Aufgrund der mit dem Jahressteuergesetz 2022 ab dem Jahr 2022 eingeführten Steuerbefreiung nach § 3 Nr. 72 EStG machte das Finanzamt die Gewährung des Investitionsabzugsbetrags durch Berichtigung des Einkommensteuerbescheids 2021 nach § 165 Abs. 2 AO rückgängig. Zur Begründung verwies das Finanzamt auf das BMF, Schreiben v. 17.7.2023, IV C 6 - S 2121/23/10001, BStBl 2023 I S. 1494. Danach wären Investitionsabzugsbeträge, die in vor dem 1.1.2022 endenden Wirtschaftsjahren in Anspruch genommen und einschließlich 31.12.2021 noch nicht gewinnmindernd hinzugerechnet wurden, nach § 7g Abs. 3 EStG rückgängig zu machen, wenn in nach § 3 Nr. 72 EStG begünstigte Photovoltaikanlagen investiert würde.

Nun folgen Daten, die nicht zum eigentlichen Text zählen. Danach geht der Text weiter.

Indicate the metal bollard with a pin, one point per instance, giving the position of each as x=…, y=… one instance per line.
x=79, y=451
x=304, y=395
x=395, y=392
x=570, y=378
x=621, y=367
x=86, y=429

Die Steuerpflichtigen erhoben gegen den Berichtigungsbescheid Einspruch und beantragten eine Aussetzung der Vollziehung. Zur Begründung wiesen sie darauf hin, dass der Betrieb der Photovoltaikanlage im Streitfall keine Liebhaberei sei und mithin die durch das Jahressteuergesetz 2022 ab 2022 eingeführte Steuerbefreiung keine Auswirkung auf das Streitjahr 2021 haben könne. Das Finanzamt lehnte den Antrag auf Aussetzung der Vollziehung ab. Die Steuerpflichtigen beantragten daraufhin eine Aussetzung der Vollziehung beim Finanzgericht (§ 69 Abs. 3 FGO).
Entscheidung
Das Gericht wies den Antrag als unbegründet zurück. Bei der gebotenen summarischen Prüfung bestünden keine ernstlichen Zweifel daran, dass es an der Gewinnerzielungsabsicht hinsichtlich des Betriebs der Photovoltaikanlage fehle. Bei der Entscheidung berücksichtigte das Gericht, dass für die Prognose, ob der Betrieb einer Photovoltaikanlage zu einem Totalgewinn führen kann, ein Prognosezeitraum von 20 Jahren zugrunde zu legen ist. Insoweit sei bei einer Photovoltaikanlage der Beweis des ersten Anscheins dafür, dass sie mit Gewinnerzielungsabsicht betrieben werde, dann erschüttert, wenn nach der Ergebnisprognose innerhalb eines Zeitraums von 20 Jahren mit dem Betrieb einer solchen Anlage - wie im Streitfall - kein Gewinn erzielt werden kann.
Hinweis
Zutreffend ist das Gericht davon ausgegangen, dass vor der Anwendung der Steuerbefreiungsvorschrift zunächst die Frage zu klären ist, ob nicht eine steuerlich unbeachtliche Liebhaberei vorliegt. Erst wenn einwandfrei feststeht, dass der Betrieb der Photovoltaikanlage keine Liebhaberei ist, ist die Anwendung der Steuerbefreiungsvorschrift des § 3 Nr. 72 EStG zu prüfen. Für die Fälle, die dann in den Anwendungsbereich dieser Vorschrift fallen, gilt allerdings, dass die Rückgängigmachung von Investitionsabzugsbeträgen nach § 7g Abs. 3 EStG, die in vor dem 1.1.2022 endenden Wirtschaftsjahren in Anspruch genommen und einschließlich zum 31.12.2021 noch nicht gewinnmindernd hinzugerechnet wurden, materiell-rechtlich geboten und verfassungsmäßig nicht zu beanstanden ist. Nach dem Beschluss des FG Köln, Beschluss v. 14.3.2024, 7 V 10/24, gibt es nämlich keinen besonderen Schutz der Erwartung, dass die bisherige Rechtslage für diese Fälle hinsichtlich des Investitionsabzugsbetrags bestehen bleibt. Hierbei sei auch zu beachten, dass durch die rückwirkende Steuerbefreiung allgemein eine günstigere Rechtslage eingetreten sei, von der zahlreiche Steuerzahlende profitieren. Gegen diesen Beschluss des FG Köln hat der Antragsteller Beschwerde eingelegt, Az beim BFH III B 24/24.